Employers are now more discriminating. One seeks a sheep with six legs – four is not enough. They can also afford: the supply of people is higher than in the past. Previously, you had fifteen jobs and three candidates – now it’s reversed. Employers select the engineers who best fit into the team. The socio-cultural factor plays a major role. People from another culture, especially outside the EU, thereby unfortunately always lagging behind. From my own practice, I notice that they often communicate in a different way than Western Europeans. This often lies already in the non-verbal communication. At job interviews can therefore work against you.

Also, language can be a problem. Highly educated, both Dutch and foreign, write and speak good English but often their pronunciation varies widely. Within a team requires a lot of concentration to understand each other despite the common language. Just try to delve into the Dutch language and culture. Do not underestimate this: this week a candidate was not invited to an acquaintance because he does not speak Dutch.

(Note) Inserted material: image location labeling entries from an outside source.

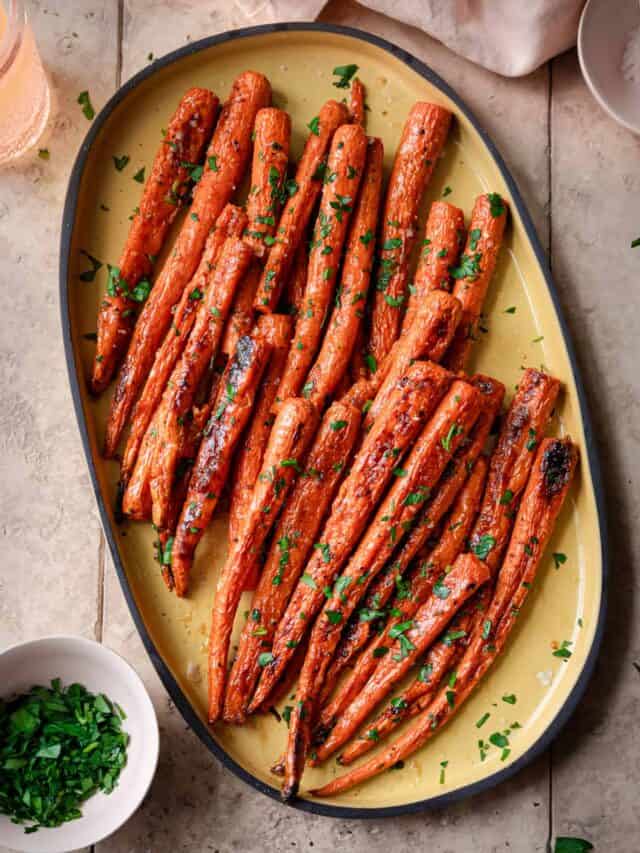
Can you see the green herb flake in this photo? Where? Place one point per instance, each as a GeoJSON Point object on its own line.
{"type": "Point", "coordinates": [345, 73]}
{"type": "Point", "coordinates": [87, 107]}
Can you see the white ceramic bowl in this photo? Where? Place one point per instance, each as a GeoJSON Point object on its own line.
{"type": "Point", "coordinates": [609, 30]}
{"type": "Point", "coordinates": [74, 659]}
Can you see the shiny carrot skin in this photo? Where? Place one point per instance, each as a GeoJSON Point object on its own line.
{"type": "Point", "coordinates": [473, 275]}
{"type": "Point", "coordinates": [227, 159]}
{"type": "Point", "coordinates": [292, 431]}
{"type": "Point", "coordinates": [242, 316]}
{"type": "Point", "coordinates": [544, 496]}
{"type": "Point", "coordinates": [298, 208]}
{"type": "Point", "coordinates": [293, 294]}
{"type": "Point", "coordinates": [351, 295]}
{"type": "Point", "coordinates": [230, 413]}
{"type": "Point", "coordinates": [414, 401]}
{"type": "Point", "coordinates": [183, 146]}
{"type": "Point", "coordinates": [420, 146]}
{"type": "Point", "coordinates": [419, 585]}
{"type": "Point", "coordinates": [291, 544]}
{"type": "Point", "coordinates": [381, 590]}
{"type": "Point", "coordinates": [440, 250]}
{"type": "Point", "coordinates": [429, 336]}
{"type": "Point", "coordinates": [418, 475]}
{"type": "Point", "coordinates": [230, 223]}
{"type": "Point", "coordinates": [272, 135]}
{"type": "Point", "coordinates": [356, 102]}
{"type": "Point", "coordinates": [511, 462]}
{"type": "Point", "coordinates": [464, 578]}
{"type": "Point", "coordinates": [344, 170]}
{"type": "Point", "coordinates": [276, 329]}
{"type": "Point", "coordinates": [200, 349]}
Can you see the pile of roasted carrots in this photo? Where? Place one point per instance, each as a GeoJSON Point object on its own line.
{"type": "Point", "coordinates": [286, 356]}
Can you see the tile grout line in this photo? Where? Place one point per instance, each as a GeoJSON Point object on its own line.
{"type": "Point", "coordinates": [550, 255]}
{"type": "Point", "coordinates": [102, 545]}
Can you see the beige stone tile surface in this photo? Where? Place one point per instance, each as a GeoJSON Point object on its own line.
{"type": "Point", "coordinates": [51, 580]}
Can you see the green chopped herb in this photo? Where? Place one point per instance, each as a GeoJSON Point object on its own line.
{"type": "Point", "coordinates": [559, 559]}
{"type": "Point", "coordinates": [87, 107]}
{"type": "Point", "coordinates": [58, 747]}
{"type": "Point", "coordinates": [344, 73]}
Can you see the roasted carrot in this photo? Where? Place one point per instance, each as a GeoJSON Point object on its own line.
{"type": "Point", "coordinates": [291, 543]}
{"type": "Point", "coordinates": [267, 192]}
{"type": "Point", "coordinates": [351, 294]}
{"type": "Point", "coordinates": [227, 158]}
{"type": "Point", "coordinates": [511, 463]}
{"type": "Point", "coordinates": [356, 102]}
{"type": "Point", "coordinates": [410, 640]}
{"type": "Point", "coordinates": [178, 156]}
{"type": "Point", "coordinates": [476, 268]}
{"type": "Point", "coordinates": [293, 429]}
{"type": "Point", "coordinates": [230, 412]}
{"type": "Point", "coordinates": [276, 329]}
{"type": "Point", "coordinates": [294, 291]}
{"type": "Point", "coordinates": [429, 336]}
{"type": "Point", "coordinates": [440, 250]}
{"type": "Point", "coordinates": [385, 585]}
{"type": "Point", "coordinates": [422, 141]}
{"type": "Point", "coordinates": [440, 660]}
{"type": "Point", "coordinates": [416, 477]}
{"type": "Point", "coordinates": [544, 496]}
{"type": "Point", "coordinates": [417, 587]}
{"type": "Point", "coordinates": [344, 174]}
{"type": "Point", "coordinates": [201, 347]}
{"type": "Point", "coordinates": [242, 316]}
{"type": "Point", "coordinates": [298, 208]}
{"type": "Point", "coordinates": [230, 223]}
{"type": "Point", "coordinates": [414, 401]}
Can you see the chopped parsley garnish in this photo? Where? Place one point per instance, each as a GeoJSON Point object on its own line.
{"type": "Point", "coordinates": [58, 747]}
{"type": "Point", "coordinates": [120, 162]}
{"type": "Point", "coordinates": [87, 107]}
{"type": "Point", "coordinates": [345, 74]}
{"type": "Point", "coordinates": [483, 546]}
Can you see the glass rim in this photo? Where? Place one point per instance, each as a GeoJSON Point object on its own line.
{"type": "Point", "coordinates": [10, 40]}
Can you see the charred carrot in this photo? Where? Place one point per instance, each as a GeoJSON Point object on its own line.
{"type": "Point", "coordinates": [268, 175]}
{"type": "Point", "coordinates": [414, 401]}
{"type": "Point", "coordinates": [292, 541]}
{"type": "Point", "coordinates": [201, 347]}
{"type": "Point", "coordinates": [229, 415]}
{"type": "Point", "coordinates": [230, 223]}
{"type": "Point", "coordinates": [276, 329]}
{"type": "Point", "coordinates": [475, 271]}
{"type": "Point", "coordinates": [178, 157]}
{"type": "Point", "coordinates": [351, 294]}
{"type": "Point", "coordinates": [227, 158]}
{"type": "Point", "coordinates": [297, 210]}
{"type": "Point", "coordinates": [440, 250]}
{"type": "Point", "coordinates": [416, 588]}
{"type": "Point", "coordinates": [410, 640]}
{"type": "Point", "coordinates": [292, 431]}
{"type": "Point", "coordinates": [344, 174]}
{"type": "Point", "coordinates": [422, 141]}
{"type": "Point", "coordinates": [416, 477]}
{"type": "Point", "coordinates": [544, 496]}
{"type": "Point", "coordinates": [511, 463]}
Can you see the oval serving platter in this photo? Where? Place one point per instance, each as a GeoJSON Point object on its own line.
{"type": "Point", "coordinates": [523, 321]}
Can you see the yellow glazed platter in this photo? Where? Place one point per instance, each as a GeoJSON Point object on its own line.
{"type": "Point", "coordinates": [522, 328]}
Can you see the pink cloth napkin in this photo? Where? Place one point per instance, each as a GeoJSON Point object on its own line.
{"type": "Point", "coordinates": [510, 37]}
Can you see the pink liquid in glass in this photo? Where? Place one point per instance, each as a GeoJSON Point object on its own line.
{"type": "Point", "coordinates": [25, 99]}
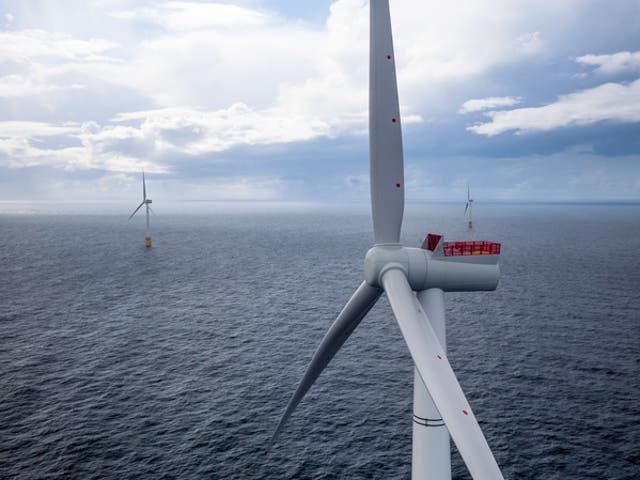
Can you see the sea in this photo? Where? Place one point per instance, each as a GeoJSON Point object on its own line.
{"type": "Point", "coordinates": [176, 362]}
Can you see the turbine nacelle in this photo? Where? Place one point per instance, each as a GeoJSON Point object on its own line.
{"type": "Point", "coordinates": [425, 269]}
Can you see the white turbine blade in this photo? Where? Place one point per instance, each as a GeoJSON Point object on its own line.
{"type": "Point", "coordinates": [134, 212]}
{"type": "Point", "coordinates": [353, 312]}
{"type": "Point", "coordinates": [385, 133]}
{"type": "Point", "coordinates": [435, 370]}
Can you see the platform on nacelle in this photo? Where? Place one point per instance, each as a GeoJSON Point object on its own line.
{"type": "Point", "coordinates": [456, 249]}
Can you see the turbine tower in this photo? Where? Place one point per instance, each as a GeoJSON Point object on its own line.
{"type": "Point", "coordinates": [147, 203]}
{"type": "Point", "coordinates": [467, 208]}
{"type": "Point", "coordinates": [414, 280]}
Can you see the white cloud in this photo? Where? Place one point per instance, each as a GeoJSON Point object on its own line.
{"type": "Point", "coordinates": [608, 102]}
{"type": "Point", "coordinates": [614, 63]}
{"type": "Point", "coordinates": [193, 16]}
{"type": "Point", "coordinates": [479, 104]}
{"type": "Point", "coordinates": [29, 45]}
{"type": "Point", "coordinates": [70, 146]}
{"type": "Point", "coordinates": [196, 132]}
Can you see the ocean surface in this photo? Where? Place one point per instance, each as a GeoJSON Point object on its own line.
{"type": "Point", "coordinates": [122, 362]}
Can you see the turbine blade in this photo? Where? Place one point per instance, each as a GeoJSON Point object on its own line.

I also notice that foreigners are sometimes paid less than natives. This may be related to overheads must make an employer for a work permit. On the other hand, it seems that these employees often settle for a lower salary. I think that is a bad development. A number of companies here fortunately correctly and treats its foreigners alike.

I expect you as a software developer or you find a job, but it may take time and effort. Remember that an employer must also make efforts more difficult because he is with this economy can get a work permit.

Finally, I advise you to build a network among Dutch. Then you run the most likely to run into something.